How Apple Watch will create new winners and losers in the wearables ecosystem

How Apple Watch will create new winners and losers in the wearables ecosystem

Apple released news about their new Apple Watch today and overall I have to say I’m fairly impressed.

In the smart watch category, there are a couple of key things that have to be handled in order to secure a large total addressable market and these have been major failings of every other entrant.

  1. watch designs are personal
  2. watches need different watch face sizes
  3. they get used in all environments from fancy to sweaty
  4. they have a long history that you can’t ignore

Apple managed to navigate the first four of those points by building 6 different cases, 2 different face sizes, 6 watch bands (12 if you consider the two sizes) and then a plethora of watch faces. While this could get out of control from a supply chain perspective, they constrained that problem set by clustering. For example, the sport bands clustered with the high durability aluminum cases that have the hardened alumina-silicate crystal. The net result? Watches for any person of any size or any sex that make them feel “unique”. This is a massive supply chain issue that only a major watch supplier….or Apple with its core competence…could have orchestrated.

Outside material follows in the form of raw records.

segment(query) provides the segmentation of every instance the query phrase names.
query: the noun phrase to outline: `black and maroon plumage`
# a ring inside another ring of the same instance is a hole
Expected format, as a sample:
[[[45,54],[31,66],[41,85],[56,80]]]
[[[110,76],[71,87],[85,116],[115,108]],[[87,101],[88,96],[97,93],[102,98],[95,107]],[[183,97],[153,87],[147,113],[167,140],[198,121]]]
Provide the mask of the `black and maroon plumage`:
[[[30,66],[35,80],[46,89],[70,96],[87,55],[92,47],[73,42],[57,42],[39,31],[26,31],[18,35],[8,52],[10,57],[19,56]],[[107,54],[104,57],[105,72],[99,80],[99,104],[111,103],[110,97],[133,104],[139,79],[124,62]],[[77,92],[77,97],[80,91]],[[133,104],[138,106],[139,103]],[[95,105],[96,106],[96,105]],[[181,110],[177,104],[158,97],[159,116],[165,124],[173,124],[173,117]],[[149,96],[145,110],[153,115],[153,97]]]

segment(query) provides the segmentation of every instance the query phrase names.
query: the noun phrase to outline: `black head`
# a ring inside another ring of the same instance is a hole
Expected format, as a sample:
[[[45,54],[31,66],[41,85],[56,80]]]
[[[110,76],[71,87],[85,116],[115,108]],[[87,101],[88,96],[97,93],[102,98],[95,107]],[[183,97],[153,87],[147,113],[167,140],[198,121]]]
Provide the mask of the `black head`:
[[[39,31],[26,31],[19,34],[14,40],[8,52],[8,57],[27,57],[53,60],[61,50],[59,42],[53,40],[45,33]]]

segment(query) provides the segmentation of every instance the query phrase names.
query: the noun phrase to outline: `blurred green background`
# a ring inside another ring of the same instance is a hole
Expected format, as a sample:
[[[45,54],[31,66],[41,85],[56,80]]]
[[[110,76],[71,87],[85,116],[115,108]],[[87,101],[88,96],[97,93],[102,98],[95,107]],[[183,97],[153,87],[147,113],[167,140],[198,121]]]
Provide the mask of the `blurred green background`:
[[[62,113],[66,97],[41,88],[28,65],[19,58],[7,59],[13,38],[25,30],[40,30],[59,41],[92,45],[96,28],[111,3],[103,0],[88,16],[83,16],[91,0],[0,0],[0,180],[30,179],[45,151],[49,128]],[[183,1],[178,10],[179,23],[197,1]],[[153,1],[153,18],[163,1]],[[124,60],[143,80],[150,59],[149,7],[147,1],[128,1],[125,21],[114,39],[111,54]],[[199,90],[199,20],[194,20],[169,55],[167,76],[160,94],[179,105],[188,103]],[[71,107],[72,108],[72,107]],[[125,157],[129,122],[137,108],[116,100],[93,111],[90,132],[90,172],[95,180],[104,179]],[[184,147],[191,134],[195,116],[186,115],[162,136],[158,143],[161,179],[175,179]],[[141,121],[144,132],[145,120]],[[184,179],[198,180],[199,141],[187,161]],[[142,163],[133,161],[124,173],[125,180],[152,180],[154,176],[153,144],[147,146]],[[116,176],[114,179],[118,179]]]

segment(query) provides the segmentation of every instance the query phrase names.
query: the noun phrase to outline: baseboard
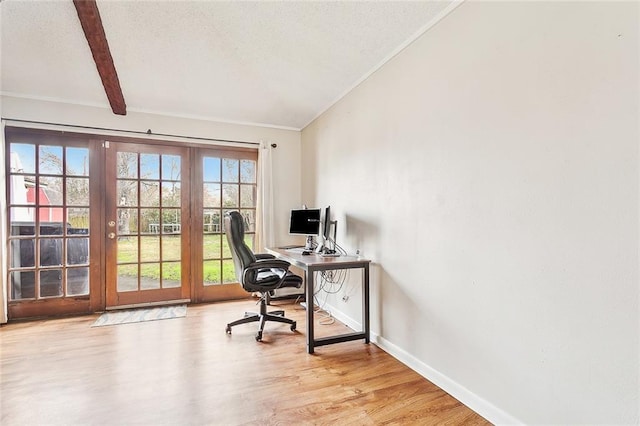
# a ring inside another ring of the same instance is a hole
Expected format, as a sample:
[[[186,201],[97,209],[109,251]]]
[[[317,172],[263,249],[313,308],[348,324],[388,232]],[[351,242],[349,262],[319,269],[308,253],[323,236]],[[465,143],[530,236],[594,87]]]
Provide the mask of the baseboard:
[[[328,305],[326,307],[328,311],[331,312],[333,317],[338,321],[342,322],[346,326],[354,329],[361,330],[362,325],[360,322],[354,320],[353,318],[345,315],[340,310],[336,309],[335,306]],[[511,416],[510,414],[504,412],[499,409],[495,405],[486,401],[485,399],[479,397],[475,393],[471,392],[466,387],[462,386],[460,383],[451,379],[450,377],[440,373],[435,368],[430,367],[424,362],[420,361],[413,355],[409,354],[402,348],[394,345],[389,342],[385,338],[371,333],[371,342],[375,343],[376,346],[383,349],[389,355],[393,356],[395,359],[411,368],[416,373],[420,374],[425,379],[429,380],[440,389],[447,392],[449,395],[453,396],[455,399],[480,414],[482,417],[490,421],[495,425],[524,425],[525,423]]]

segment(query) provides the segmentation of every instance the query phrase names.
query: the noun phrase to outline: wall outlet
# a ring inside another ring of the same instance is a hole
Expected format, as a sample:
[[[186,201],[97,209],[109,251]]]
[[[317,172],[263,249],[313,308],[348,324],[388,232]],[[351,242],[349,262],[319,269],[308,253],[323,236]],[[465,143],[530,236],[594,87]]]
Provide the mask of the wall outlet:
[[[342,296],[342,301],[343,302],[347,302],[349,300],[349,296],[347,296],[346,294],[344,296]]]

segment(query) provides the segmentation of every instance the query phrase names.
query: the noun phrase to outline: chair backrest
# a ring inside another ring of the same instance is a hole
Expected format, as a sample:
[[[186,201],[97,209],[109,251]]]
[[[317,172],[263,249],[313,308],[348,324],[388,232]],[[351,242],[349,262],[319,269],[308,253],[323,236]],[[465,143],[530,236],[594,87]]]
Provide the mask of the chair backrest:
[[[233,266],[236,270],[238,282],[245,285],[244,269],[256,261],[253,251],[244,242],[244,220],[240,213],[233,211],[224,215],[225,234],[229,242],[229,249],[233,257]]]

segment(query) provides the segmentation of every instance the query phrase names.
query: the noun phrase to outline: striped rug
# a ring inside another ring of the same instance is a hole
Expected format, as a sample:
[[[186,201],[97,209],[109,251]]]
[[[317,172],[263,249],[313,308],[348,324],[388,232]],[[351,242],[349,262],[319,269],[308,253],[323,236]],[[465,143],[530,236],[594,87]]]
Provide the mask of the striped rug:
[[[187,316],[187,305],[108,311],[100,315],[91,327],[182,318],[185,316]]]

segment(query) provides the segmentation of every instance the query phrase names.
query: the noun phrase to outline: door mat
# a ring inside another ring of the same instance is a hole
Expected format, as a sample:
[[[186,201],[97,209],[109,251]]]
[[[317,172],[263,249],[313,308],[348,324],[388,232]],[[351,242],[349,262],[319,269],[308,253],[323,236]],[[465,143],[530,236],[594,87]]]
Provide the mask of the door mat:
[[[129,324],[132,322],[156,321],[187,316],[187,305],[158,306],[155,308],[109,311],[98,317],[91,327]]]

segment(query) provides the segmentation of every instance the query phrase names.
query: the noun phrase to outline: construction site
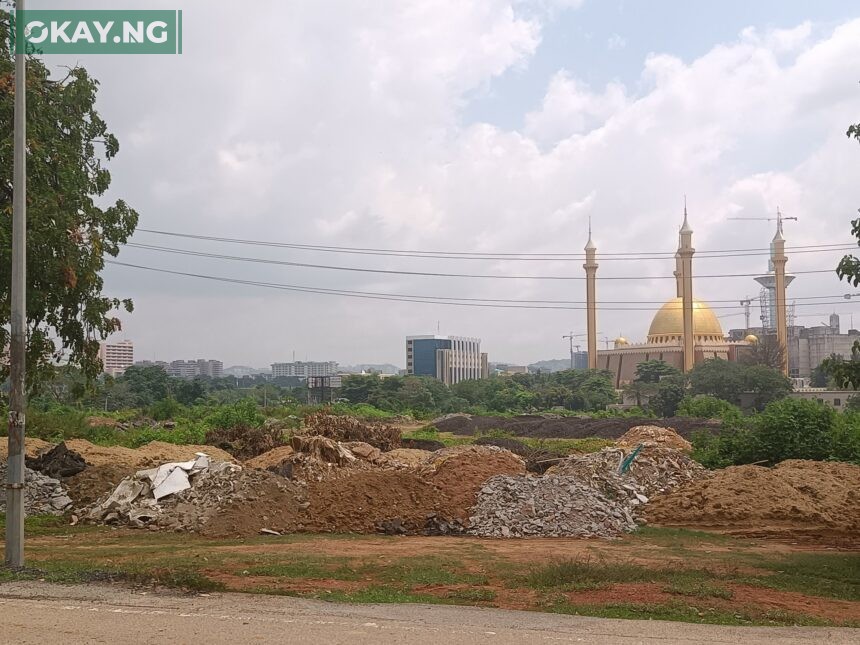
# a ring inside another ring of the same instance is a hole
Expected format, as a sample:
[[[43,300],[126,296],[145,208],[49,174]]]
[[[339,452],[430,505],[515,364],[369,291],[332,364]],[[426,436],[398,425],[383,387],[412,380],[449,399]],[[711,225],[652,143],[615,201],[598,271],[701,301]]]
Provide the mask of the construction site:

All of the above helps Apple do one key thing: increase their total addressable market. When they can sell to anybody, any sex, with any suitable fashion combo, now they can aim at all segments at once. While this is the kiss of death for an undercapitalized company, this is the right play for a company with as much cash on hand as Apple has. This is a land grab to all customers of all ages and as many segments as they can reach in as many countries as they can get to. Segment-wise this means everything on the spectrum that is in green (although they’ll miss a small chunk at the extreme end).

  • X Hospital grade medical
  • √ Consumer Medical
  • √ Lifestylers / Move Mores
  • √ Couch to 5K crowd
  • √ Beginner to advanced runners, cyclists, and other non-water sport athletes
  • X Triathletes and other water-sport athletes
  • X Industrial athletes
  • X Adventure Athletes / Backcountry athletes / Ultrarunners
  • X Military Athletes

Admittedly I’m making an assumption here about the waterproofness of the watch. Waterproofing devices like this is very very hard and very expensive. It automatically adds another $50-100 to the watch retail price. My bet is IPX7, although Apple has not divulged anything. They did mention a “water-resistant” speaker which doesn’t bode well. It may not even manage to hit IPX7 which would be a shame.

So where does it fit into the ecosystem and what does it potentially threaten (or augment?). I’ve overlaid the iPhone 6 / Apple Watch / Apple Fitness App / Apple Workout App on top of my market map to show where it plays. Essentially it overlaps the existing (vast) Apple fitness application ecosystem but I think it augments them more than threatens them. It also basically wipes out the dedicated 3d accelerometer trackers like Nike Fuel Band. And so now we finally see why Nike killed that piece of hardware. They obviously had advance notice of what was in the pipeline from their long-standing partnership with Apple in the fitness space.  So we have:

  • Winners: fitness app users who get a great piece of hardware to extend their app to.
  • Losers: Fitbit, Jawbone, Garmin, Polar, Timex, Casio, Pebble.
Wearable Device Market Map 5.0

Wearable Device Market Map 5.0

I for one can’t to get my hands on one to test and beat up. As soon as I do I’ll put it through the usual stress tests and let everybody know what I think about its durability.